Toda a Natureza parecia conspirar a favor do estado de espírito de Lino naquela fresca tarde primaveril. Iria encontrar Helena! Todos os seus pensamentos permeavam-se da leitosa atmosfera alternada em cores cintilantes de ditosas visões, repletas da verdura de relvados aveludados e folhas douradas que caíam como estrelas fulgurantes a luzir perpassadas pela suave luz solar; e quando a encontrou a esperá-lo, de olhar perdido a bater repetida e delicadamente com uma margarida contra os lábios entreabertos, teve a nítida certeza de que seus devaneios não lhe haviam mentido.

Transfigurado pela ternura, tomara-a em seus braços, beijando-lhe suavemente a boca delicada e polpuda. Eis o paraíso de sua juventude! Tomá-la para si, correr com ela pelos bosques em jogos pueris, contar-lhe todos os segredos e aspirações, todos os medos e ódios, em íntima cumplicidade... amava, e era amado! Ela parecia exultar, correspondia graciosamente a todos os lampejos do frescor juvenil de Lino, interessava-se pelas suas longas explanações, e após conceder-lhe novamente o delicioso contato da sua boca, declarou que não haveria segredos entre eles, que se amavam; queria ter para si os manuscritos sobre os quais tanto seu amado se debruçara, queria conhecer-lhe os mais intrínsecos movimentos d'alma!
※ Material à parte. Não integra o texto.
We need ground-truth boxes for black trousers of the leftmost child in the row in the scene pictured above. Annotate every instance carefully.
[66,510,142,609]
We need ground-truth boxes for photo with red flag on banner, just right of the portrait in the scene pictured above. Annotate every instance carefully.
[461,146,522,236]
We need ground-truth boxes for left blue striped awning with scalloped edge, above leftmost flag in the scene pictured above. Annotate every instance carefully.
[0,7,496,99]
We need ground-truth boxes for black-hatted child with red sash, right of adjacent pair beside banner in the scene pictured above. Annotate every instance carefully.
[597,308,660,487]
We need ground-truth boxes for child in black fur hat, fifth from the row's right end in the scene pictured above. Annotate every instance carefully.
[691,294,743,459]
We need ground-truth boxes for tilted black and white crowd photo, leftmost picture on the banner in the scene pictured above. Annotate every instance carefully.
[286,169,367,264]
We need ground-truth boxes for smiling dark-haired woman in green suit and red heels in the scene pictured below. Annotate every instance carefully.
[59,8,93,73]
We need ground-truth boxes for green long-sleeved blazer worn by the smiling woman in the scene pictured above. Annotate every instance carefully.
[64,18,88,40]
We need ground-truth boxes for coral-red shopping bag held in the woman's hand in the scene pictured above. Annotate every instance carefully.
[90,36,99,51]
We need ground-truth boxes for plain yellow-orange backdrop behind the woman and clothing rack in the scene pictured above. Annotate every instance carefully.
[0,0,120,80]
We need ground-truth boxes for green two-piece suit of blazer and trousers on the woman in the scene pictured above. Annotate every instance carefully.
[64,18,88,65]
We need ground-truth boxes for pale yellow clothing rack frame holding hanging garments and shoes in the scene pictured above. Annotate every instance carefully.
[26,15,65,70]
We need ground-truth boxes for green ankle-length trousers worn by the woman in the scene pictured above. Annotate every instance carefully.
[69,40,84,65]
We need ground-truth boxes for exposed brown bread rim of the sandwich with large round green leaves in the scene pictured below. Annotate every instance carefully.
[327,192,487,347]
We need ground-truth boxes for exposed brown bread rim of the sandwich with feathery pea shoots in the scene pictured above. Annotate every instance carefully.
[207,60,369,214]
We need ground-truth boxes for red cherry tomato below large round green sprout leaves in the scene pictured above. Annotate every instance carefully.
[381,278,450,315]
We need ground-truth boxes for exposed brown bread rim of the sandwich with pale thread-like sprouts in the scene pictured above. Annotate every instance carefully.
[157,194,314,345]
Neste ponto os olhos de Lino embaciaram-se, e enlevado pelos fluídos do amor cúmplice, dissera:

- São teus, minha bela, por quanto tempo quiseres!
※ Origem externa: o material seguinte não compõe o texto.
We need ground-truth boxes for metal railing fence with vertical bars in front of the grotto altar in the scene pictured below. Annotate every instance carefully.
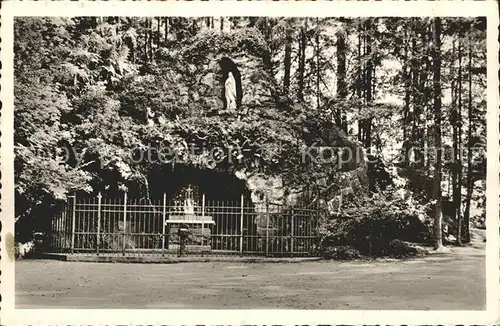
[50,194,319,257]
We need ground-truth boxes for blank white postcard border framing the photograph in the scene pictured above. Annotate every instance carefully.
[0,0,500,325]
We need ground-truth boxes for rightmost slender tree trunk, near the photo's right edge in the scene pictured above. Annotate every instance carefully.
[463,26,474,243]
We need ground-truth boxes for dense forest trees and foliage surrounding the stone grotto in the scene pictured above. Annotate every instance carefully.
[14,17,486,252]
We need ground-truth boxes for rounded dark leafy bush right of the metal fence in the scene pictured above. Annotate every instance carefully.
[318,190,431,257]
Na tarde seguinte os depositara nas mãos da menina, como se com este gesto estivesse a entregar-lhe o próprio coração.

Ah, Helena!

* * *

E, das mãos de Helena, passaram para as mãos do padre Felício, cujos enormes e reluzentes olhos verdes a cobiçavam desde que ela completara doze anos; Helena, a cuja mãe, que perdera o marido artesão pela Santa Inquisição, o clérigo pagava pelos favores amorosos da única filha.

* * *

Lino, julgado e condenado à forca como herege, foi apartado de sua mãe e de sua amada, do bosque de suas fantasias e de sua terra, das ilusões e de sua juventude, dos ideais nobres e de sua própria vida. Antes de extinguirem-lhe a existência, lhe haviam extinguido a crença na existência da beleza, da dignidade e da honra; na razão em conceber a própria vida como uma marcha progressiva a culminar na edificação do indivíduo em sua forma mais plena; a crença num sentido, na simples concepção de que era sempre válida a pena de se viver; de que pudesse ser de alguma forma gratificante debater-se embalde entre milhares de outras infelizes criaturas em um gigantesco e desgovernado turbilhão, sem outro rumo que não a própria escuridão. E sobretudo, haviam-lhe destruído a crença na existência do Amor.

Quando então sentiu o laço esmagar-lhe o pescoço, pensou que não se tratava de uma pena capital o que se lhe aplicava naquele derradeiro momento; era sim, o benefício último de um ato final de misericórdia.